Era una Slytherin, clasificada en la casa de la ambición y la astucia. Sin embargo, su ambición era algo retorcido, un hambre de poder que no se podía explicar ni a sí misma. Su magia, que alguna vez fue una fuente de alegría, se había transformado en algo destructivo, algo que luchaban por controlar. Cada hechizo, cada poción, estaba teñida de una corriente subterránea de una oscuridad que la asustaba tanto como la atraía.

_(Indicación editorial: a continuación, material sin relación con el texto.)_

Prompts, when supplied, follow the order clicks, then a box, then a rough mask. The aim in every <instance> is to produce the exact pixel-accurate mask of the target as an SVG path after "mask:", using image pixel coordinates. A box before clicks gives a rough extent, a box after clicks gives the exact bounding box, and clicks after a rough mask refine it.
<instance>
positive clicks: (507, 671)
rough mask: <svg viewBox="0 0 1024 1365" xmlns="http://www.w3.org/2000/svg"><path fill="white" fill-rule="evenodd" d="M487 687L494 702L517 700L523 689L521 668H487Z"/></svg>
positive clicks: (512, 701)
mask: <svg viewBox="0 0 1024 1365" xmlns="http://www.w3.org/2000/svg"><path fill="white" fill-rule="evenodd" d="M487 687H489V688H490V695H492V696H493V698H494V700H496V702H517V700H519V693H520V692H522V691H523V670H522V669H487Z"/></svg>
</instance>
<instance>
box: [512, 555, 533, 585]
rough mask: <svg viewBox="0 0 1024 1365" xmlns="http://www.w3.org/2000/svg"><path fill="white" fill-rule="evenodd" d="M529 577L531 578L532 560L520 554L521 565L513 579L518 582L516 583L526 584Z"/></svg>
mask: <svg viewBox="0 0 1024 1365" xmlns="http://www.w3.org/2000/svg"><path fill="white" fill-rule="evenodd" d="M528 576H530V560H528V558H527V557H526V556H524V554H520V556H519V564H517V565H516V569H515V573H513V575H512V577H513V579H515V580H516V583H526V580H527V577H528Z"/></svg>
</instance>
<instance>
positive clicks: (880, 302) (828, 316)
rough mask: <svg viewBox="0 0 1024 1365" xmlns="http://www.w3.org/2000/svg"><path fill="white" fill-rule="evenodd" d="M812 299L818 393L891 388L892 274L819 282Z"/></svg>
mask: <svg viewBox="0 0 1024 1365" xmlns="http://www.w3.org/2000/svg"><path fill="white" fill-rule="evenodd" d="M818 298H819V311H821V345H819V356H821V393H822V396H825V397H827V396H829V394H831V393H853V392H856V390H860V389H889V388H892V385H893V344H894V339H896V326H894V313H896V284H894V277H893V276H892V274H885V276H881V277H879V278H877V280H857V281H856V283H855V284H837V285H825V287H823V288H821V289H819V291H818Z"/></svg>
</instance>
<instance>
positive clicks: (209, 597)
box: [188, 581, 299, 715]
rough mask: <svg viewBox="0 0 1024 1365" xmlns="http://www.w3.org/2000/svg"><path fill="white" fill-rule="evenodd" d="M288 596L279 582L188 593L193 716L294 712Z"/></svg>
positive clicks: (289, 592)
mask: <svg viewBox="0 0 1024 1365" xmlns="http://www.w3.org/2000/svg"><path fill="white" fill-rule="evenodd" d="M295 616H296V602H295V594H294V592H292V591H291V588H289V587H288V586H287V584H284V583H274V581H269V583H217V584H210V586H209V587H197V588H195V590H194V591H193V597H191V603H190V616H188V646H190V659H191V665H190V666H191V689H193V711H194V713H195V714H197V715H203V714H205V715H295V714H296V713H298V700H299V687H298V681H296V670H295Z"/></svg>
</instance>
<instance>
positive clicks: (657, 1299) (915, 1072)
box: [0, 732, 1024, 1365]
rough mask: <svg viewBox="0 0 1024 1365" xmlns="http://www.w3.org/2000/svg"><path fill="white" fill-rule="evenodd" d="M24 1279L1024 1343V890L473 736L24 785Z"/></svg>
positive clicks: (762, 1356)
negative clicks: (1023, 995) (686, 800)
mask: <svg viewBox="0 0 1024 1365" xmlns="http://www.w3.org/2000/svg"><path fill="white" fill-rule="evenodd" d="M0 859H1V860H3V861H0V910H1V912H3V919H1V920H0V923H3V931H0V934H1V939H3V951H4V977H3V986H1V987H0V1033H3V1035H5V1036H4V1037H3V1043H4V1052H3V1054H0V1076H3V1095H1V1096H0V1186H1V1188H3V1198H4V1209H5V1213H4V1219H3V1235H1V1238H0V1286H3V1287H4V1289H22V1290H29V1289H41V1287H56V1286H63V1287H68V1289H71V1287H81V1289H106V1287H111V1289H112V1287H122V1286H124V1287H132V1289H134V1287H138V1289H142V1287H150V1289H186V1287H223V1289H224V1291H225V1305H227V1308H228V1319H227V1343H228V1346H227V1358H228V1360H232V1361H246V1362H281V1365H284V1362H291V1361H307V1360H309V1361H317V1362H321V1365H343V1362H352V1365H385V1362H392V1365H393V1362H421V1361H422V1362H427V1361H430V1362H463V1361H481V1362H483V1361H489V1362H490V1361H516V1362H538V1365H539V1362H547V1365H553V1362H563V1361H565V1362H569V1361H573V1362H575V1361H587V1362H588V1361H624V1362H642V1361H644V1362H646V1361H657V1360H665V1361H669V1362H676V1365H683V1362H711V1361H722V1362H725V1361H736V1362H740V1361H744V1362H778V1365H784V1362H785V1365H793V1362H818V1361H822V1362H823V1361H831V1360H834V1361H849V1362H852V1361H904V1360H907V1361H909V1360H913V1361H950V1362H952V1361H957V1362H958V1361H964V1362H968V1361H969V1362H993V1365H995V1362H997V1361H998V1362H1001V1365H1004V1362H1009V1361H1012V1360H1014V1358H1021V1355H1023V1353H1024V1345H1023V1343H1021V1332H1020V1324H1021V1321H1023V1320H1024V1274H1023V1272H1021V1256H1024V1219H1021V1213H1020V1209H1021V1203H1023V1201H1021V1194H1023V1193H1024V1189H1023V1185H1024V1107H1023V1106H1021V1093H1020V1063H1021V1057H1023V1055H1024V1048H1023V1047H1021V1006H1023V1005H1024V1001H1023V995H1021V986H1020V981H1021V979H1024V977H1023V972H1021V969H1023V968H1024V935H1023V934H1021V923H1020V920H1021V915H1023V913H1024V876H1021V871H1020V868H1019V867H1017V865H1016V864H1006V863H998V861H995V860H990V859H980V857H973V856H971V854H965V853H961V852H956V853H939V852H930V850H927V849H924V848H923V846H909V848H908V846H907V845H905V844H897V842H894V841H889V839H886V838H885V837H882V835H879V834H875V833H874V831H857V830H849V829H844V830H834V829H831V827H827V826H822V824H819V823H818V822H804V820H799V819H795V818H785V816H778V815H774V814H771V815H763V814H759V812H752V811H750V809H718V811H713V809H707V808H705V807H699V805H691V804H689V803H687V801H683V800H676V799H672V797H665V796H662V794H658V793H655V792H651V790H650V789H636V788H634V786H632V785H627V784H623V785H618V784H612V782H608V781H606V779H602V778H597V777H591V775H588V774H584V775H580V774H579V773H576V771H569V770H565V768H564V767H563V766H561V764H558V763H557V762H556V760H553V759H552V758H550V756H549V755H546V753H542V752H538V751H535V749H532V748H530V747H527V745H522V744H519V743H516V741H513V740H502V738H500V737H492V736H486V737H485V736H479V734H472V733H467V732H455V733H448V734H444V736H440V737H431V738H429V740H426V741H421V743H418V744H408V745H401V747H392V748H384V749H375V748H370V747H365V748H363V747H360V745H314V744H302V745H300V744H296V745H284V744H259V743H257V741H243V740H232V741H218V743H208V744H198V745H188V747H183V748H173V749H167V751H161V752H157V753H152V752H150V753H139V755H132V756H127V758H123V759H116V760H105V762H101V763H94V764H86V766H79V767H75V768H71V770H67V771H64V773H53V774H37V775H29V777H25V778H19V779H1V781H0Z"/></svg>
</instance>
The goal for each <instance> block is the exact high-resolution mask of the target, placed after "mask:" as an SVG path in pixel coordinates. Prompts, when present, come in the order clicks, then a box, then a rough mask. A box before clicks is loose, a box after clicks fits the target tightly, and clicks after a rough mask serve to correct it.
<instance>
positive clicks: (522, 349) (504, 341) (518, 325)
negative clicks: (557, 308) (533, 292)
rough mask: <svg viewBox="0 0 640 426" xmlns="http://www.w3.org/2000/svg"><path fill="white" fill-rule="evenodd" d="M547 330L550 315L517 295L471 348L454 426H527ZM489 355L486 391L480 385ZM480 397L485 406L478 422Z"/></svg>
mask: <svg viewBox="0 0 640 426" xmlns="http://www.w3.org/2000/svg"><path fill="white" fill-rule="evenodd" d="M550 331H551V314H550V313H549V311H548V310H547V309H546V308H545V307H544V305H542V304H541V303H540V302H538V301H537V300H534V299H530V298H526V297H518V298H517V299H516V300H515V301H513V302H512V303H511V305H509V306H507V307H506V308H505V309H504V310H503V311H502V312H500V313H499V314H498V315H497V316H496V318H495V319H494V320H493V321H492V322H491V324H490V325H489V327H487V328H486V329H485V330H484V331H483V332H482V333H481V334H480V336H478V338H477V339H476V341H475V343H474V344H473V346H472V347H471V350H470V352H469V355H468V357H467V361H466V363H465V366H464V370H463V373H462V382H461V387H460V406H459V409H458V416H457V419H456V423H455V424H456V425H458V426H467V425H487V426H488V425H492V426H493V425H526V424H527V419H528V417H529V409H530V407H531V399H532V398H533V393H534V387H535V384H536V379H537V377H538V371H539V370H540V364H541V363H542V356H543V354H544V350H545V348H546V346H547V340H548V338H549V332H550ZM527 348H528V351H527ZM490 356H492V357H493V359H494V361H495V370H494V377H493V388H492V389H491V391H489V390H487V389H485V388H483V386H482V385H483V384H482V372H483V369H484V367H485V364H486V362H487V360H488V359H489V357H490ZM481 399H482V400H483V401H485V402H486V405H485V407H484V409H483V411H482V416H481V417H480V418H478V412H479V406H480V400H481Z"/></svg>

El aislamiento se convirtió en su compañero constante. Los otros Slytherin, aunque compartían la inclinación de su casa por la ambición, parecían impulsados por un tipo diferente de deseo: riqueza, estatus y aceptación. La ambición de Adeline era algo más oscuro, más primitivo. Sus intentos de conexión humana se toparon con confusión o miedo, lo que profundizó su sensación de alienación.
Fue en este desolado paisaje emocional donde se encontró por primera vez con Tom Riddle. Riddle, un chico de apariencia llamativa y aire de tranquila autoridad, se destacaba sin duda de entre sus compañeros. Había una intensidad en él, una atracción magnética que atrajo a Adeline a pesar de sus instintos de mantener la distancia.
Riddle, con su asombrosa habilidad para leer a las personas, pareció sentir la agitación dentro de Adeline. Sus ojos, fríos y calculadores, transmitían una extraña comprensión que intrigaba y aterrorizaba a Adeline. En lo más profundo de esa oscuridad compartida, encontraron una conexión, una forma retorcida de camaradería. O al menos, la encontrarían.